Discoid lupus is aggravated by exposure to UV light and is more common in areas at high altitude with direct sun exposure. The antigens against which the antibodies are directed in discoid lupus are not localized in the skin, but in the immune-complex deposits in the skin leading to cutaneous lesions (type III hypersensitivity).
In addition, it is hypothesized that sunlight may induce the expression of nuclear and cytoplasmic antigens. Specific antibodies are then produced. These antibodies will then bind to the antigen on the surface of the basal cell and this will trigger a cytotoxic process (type II hypersensitivity). The injured keratinocyte will release pro-inflammatory cytokines (interleukin 1, interleukin 6, and tumor necrosis factor alpha) that could be responsible for the accumulation of an inflammatory infiltrate in the area.
Genetics, sunlight and viruses may all be factors involved in the pathogenesis of this disease. Affected animals are otherwise healthy and have no evidence of systemic disease. Discoid lupus does not progress into systemic lupus.
Females are at increased risk for discoid lupus. The disease is confined to the face, and the nose is the most commonly affected area. Collies, German shepherds, Siberian huskies, Shetland sheepdogs and their crosses are predisposed.
Early signs include slate-blue depigmented and erythematosus macules on the planum nasale or on the lips. Loss of the normal cobblestone appearance of the nasal planum is also an early sign of disease. Depigmented lesions rapidly progress to ulcerations and crusting. Scarring may be severe in advanced cases.

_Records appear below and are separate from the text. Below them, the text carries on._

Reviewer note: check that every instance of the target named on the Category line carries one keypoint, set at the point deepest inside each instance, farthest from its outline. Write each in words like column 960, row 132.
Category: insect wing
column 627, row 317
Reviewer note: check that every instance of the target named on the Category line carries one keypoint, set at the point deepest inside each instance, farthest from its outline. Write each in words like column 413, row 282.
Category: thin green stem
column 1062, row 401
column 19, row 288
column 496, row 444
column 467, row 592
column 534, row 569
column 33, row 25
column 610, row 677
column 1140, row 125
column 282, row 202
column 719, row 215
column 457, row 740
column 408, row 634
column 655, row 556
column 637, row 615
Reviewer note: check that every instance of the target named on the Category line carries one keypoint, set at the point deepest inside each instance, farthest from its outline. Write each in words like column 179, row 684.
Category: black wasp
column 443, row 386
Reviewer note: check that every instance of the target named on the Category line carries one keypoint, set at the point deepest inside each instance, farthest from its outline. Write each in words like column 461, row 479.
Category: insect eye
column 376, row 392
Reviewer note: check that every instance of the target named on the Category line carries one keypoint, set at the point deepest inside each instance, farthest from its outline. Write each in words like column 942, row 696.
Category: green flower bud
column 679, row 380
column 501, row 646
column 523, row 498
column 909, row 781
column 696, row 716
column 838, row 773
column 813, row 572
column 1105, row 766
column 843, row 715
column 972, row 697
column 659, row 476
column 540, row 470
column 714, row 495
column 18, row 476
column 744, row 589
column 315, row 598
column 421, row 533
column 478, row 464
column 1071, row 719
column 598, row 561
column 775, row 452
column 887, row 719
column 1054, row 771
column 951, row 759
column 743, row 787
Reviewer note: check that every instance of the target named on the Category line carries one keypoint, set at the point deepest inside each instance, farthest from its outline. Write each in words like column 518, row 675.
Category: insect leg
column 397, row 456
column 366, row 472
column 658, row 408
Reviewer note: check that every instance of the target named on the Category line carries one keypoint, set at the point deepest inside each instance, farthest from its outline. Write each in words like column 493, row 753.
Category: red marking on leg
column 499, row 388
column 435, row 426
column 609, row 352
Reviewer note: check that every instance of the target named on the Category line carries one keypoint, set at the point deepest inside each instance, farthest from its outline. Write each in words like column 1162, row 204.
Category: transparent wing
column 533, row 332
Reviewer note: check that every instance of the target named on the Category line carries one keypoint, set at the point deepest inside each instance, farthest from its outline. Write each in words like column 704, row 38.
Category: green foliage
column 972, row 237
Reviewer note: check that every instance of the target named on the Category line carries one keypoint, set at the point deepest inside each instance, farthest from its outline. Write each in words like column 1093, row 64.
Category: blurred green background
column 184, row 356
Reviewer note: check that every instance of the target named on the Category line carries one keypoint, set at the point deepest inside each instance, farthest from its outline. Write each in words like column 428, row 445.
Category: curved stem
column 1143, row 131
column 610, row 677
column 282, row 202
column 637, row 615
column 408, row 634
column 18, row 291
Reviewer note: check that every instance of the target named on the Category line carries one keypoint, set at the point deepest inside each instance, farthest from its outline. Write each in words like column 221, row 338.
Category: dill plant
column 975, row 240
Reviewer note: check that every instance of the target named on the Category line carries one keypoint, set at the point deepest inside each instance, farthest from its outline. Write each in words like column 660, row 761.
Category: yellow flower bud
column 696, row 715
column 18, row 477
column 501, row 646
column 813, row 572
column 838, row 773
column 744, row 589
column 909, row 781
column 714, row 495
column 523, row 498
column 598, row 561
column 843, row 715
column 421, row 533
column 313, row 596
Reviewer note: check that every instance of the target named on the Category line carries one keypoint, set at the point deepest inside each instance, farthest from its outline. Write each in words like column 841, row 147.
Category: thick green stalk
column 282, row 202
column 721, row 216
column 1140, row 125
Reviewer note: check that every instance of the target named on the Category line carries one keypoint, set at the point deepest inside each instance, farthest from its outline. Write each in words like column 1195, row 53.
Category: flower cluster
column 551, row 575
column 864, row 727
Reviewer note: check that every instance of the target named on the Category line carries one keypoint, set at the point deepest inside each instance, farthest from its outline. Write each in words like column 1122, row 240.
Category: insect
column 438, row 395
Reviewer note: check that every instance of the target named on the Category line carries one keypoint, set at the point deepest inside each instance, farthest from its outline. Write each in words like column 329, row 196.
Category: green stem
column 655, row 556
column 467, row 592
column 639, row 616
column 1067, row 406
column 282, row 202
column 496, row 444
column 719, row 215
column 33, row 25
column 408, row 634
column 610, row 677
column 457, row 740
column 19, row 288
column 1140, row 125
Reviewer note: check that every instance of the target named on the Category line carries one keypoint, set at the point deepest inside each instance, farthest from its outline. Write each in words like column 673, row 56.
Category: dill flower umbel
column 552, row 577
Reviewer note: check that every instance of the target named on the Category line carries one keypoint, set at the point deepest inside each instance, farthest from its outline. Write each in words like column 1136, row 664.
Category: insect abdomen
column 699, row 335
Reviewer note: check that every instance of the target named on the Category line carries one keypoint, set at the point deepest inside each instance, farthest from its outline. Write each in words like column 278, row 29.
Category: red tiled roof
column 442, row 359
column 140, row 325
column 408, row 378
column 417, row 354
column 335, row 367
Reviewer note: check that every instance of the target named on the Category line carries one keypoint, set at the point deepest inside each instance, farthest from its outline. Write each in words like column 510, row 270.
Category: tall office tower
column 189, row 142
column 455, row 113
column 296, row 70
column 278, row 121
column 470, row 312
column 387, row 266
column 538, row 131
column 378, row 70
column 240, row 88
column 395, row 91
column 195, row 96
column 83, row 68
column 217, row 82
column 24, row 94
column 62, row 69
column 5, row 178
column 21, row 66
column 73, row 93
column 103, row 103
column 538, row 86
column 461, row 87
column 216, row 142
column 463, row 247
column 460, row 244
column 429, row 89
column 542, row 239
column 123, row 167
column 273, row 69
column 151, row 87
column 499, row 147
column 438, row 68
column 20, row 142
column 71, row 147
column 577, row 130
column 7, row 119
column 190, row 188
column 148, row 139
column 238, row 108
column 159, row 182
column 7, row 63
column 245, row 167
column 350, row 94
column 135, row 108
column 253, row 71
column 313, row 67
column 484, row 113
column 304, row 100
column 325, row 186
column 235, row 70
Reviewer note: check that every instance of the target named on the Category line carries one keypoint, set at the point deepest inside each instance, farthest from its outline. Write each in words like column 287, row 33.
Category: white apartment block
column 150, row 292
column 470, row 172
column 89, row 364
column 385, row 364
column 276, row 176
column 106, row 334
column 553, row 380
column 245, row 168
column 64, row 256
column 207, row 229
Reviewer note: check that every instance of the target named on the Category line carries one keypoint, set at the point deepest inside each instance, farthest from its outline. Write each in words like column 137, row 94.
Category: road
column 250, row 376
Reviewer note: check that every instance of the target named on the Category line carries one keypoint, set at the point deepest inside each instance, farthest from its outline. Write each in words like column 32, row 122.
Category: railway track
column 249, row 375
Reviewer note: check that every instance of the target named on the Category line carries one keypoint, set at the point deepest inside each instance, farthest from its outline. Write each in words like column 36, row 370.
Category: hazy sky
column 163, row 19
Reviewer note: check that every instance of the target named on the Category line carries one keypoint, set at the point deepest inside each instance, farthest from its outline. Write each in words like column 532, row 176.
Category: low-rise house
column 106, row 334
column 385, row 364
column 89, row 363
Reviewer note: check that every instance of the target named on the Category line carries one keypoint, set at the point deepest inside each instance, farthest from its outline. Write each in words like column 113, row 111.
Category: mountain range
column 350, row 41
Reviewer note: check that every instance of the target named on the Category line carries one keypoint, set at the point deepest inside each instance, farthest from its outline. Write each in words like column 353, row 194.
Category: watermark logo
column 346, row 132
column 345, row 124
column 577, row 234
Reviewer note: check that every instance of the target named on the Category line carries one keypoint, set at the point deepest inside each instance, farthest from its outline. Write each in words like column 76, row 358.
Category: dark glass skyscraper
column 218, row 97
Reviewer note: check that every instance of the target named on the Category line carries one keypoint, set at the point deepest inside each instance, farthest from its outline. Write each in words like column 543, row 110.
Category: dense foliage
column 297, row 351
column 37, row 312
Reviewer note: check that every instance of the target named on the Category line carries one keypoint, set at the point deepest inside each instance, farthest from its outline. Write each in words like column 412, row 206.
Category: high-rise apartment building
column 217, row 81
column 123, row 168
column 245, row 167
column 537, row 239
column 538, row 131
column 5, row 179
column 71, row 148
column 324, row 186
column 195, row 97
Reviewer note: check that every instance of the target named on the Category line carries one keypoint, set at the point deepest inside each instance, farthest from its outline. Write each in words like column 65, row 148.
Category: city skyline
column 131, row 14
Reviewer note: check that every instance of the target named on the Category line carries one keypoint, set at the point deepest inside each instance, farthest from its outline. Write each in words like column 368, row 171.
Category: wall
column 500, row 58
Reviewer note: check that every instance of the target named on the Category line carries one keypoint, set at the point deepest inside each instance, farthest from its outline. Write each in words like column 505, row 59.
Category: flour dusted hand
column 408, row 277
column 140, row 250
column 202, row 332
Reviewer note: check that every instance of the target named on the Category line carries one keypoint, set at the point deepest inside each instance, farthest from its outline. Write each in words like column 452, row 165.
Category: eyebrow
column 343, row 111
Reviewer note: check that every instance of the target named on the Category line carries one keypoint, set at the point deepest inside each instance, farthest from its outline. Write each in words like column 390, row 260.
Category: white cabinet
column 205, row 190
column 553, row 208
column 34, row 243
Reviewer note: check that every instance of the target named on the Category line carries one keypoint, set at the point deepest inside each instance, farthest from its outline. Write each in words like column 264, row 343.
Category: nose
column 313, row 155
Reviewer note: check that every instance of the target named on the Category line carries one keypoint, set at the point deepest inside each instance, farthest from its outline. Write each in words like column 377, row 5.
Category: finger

Eyelids, lips, pinnae and pads are less commonly affected. Macules evolve into hairless, crusted necrotic lesions. Squamous cell carcinoma has been reported to develop in chronic cases of discoid lupus. This, however, is believed to be quite rare. Disease may run a waxing and waning course and is aggravated by sun exposure. Thus, it may have a seasonal course in some geographical areas.